Presumably, the activities are eating and drinking oneself to death, and 5 hour sex sessions with no rulez.

This is her *fantasy*, people. (The rest of us know it as hell.) She's doing EXACTLY what she wants right now.
 
In her lovely and sparkling "Hello Darling" YA story, the totally not stereotypical lesbians board a boat for 30 days of cruisin', where no one is EVER let off.

Presumably, the activities are eating and drinking oneself to death, and 5 hour sex sessions with no rulez.

This is her *fantasy*, people. (The rest of us know it as hell.) She's doing EXACTLY what she wants right now.
The only thing she described in that story was the food.
 
You know you’re sick of Amber’s boring nontent when reaction channels are pissing you off as much or more than Amber herself.

I can’t take the stoned babbling of Kicking Geese, or the way she is always missing the point, or the endless discussions about her hair. Jordy’s channel has devolved to reading Amber’s instagram Q&As and answering every question himself. Mr Snowflake is supposed to lull me to sleep as he narrates the enthralling activities of August, 2017, not irritate the shit out of me.

I’ll shut up now. Because actually, reaction channels have always bored me comatose. And it’s not their fault that Amber hasn’t left her apartment since June.
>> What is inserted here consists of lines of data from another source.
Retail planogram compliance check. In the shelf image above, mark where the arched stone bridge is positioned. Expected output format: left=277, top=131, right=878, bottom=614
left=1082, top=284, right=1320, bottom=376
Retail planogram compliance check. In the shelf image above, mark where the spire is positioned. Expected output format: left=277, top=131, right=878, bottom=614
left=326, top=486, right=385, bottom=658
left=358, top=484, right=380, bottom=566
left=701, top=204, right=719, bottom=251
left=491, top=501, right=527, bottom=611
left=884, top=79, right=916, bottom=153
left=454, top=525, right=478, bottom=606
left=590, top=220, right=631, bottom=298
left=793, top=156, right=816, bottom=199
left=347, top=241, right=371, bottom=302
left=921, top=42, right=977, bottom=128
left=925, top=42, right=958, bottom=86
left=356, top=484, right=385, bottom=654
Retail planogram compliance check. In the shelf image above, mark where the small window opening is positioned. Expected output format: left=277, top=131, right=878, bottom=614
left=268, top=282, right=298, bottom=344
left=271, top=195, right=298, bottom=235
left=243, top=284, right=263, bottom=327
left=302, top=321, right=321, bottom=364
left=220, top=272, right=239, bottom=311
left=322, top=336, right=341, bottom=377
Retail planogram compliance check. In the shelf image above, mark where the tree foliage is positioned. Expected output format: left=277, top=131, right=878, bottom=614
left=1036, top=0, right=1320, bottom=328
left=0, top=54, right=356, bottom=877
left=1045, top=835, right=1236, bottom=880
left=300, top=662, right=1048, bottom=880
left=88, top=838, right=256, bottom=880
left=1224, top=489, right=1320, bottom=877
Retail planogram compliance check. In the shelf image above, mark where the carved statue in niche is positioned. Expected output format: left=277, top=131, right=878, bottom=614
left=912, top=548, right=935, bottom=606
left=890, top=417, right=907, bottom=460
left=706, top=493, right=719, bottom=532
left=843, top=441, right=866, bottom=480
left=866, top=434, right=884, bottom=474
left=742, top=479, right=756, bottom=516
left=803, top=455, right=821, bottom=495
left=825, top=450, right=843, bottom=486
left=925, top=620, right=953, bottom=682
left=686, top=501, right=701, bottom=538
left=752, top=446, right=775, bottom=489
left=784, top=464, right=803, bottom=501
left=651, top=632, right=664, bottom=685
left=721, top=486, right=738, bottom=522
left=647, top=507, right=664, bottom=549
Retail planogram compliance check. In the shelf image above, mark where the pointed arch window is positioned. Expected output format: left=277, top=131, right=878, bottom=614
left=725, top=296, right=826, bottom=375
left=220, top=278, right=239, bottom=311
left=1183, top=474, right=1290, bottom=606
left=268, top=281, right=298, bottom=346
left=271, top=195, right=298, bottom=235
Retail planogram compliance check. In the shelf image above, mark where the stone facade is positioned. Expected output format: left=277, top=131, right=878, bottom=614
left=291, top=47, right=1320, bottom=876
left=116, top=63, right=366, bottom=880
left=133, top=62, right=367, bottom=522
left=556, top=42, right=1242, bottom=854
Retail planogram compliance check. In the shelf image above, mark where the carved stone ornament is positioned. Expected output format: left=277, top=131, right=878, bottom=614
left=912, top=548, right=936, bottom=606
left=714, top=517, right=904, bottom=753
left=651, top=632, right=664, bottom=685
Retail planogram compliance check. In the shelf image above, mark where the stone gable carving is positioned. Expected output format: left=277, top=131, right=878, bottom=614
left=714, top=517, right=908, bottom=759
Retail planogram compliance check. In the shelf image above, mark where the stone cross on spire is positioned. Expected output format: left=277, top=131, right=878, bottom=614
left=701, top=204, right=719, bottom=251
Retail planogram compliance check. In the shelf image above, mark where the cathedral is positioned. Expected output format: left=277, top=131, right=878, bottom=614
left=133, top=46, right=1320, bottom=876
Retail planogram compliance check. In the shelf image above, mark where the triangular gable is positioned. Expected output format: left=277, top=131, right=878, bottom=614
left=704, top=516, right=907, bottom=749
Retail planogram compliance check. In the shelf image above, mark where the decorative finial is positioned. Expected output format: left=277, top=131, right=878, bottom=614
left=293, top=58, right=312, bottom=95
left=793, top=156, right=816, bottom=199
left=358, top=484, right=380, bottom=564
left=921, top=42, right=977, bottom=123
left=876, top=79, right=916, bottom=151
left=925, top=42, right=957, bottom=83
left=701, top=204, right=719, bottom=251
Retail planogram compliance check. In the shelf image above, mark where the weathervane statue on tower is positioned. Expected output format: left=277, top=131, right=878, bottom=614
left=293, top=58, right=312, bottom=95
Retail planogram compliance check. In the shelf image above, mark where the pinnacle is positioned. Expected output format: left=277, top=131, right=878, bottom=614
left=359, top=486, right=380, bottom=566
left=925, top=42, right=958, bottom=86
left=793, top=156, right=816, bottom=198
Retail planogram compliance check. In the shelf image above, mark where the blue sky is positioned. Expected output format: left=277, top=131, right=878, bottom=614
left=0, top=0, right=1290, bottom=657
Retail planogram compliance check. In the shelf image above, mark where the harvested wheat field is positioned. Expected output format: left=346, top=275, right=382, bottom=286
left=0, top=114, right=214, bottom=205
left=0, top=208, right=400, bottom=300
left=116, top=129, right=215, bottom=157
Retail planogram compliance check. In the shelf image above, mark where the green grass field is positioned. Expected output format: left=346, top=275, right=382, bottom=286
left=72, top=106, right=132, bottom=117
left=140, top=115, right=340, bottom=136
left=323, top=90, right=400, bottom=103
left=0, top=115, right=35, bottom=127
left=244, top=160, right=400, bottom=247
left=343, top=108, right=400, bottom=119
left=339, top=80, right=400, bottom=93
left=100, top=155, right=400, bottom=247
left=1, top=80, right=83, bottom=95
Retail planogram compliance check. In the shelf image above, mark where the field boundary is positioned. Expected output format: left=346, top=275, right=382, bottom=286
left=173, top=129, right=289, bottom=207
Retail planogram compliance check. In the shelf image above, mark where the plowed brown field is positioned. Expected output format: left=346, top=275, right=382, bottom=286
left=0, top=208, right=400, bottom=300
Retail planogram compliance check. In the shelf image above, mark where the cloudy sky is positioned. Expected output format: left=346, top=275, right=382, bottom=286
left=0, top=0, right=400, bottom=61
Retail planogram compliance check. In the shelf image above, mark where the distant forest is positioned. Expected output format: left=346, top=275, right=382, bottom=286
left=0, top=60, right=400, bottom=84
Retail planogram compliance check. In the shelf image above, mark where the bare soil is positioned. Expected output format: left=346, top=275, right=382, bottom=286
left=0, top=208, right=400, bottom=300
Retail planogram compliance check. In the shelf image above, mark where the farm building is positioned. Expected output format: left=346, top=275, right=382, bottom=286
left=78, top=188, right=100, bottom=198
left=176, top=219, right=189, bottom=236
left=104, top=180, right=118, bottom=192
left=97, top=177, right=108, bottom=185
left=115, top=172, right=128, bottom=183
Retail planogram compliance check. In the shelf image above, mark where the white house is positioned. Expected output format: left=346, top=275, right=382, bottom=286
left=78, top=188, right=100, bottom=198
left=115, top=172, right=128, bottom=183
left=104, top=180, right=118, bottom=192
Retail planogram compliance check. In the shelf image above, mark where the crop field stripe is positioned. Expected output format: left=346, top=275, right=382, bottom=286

Obviously what I need is some real Amber drama, and not these piddly health problems like dangling ankles and semi-collapsed lungs.

I want Wipey to dump Amber’s ass and move back to New York.
 
Can't handle editing for more than 2 minutes at a time but could totally get a real world job you guise! And the problem with reaction channels lately is that if I don't want to sit through 10 minutes of ALR's nontent, why the hell would I want to sit through 50+ minutes of you talking about her and her nontent?

(long time reader, first time poster..)
 
We’ve moved on from this topic but just to add this final tidbit:

“Deb Bennett, PhD, founder of the Equine Studies Institute and an expert in the biomechanics of horses, has advised that the “Total weight of rider plus tack must not exceed 250 lbs. There is no horse alive, of any breed, any build, anywhere, that can go more than a few minutes with more weight on its back than this.”

Sorry Hamby, but you’re gonna have to shed more than half your current weight, and then find a large draft horse before you can ever hope to ride one. Ergo it ain’t happening ever.

Now with that said. She’s resorting to cutting her own hair on camera now? I guess the piggy needs to keep trying new tricks in attempt to keep what little audience she still has.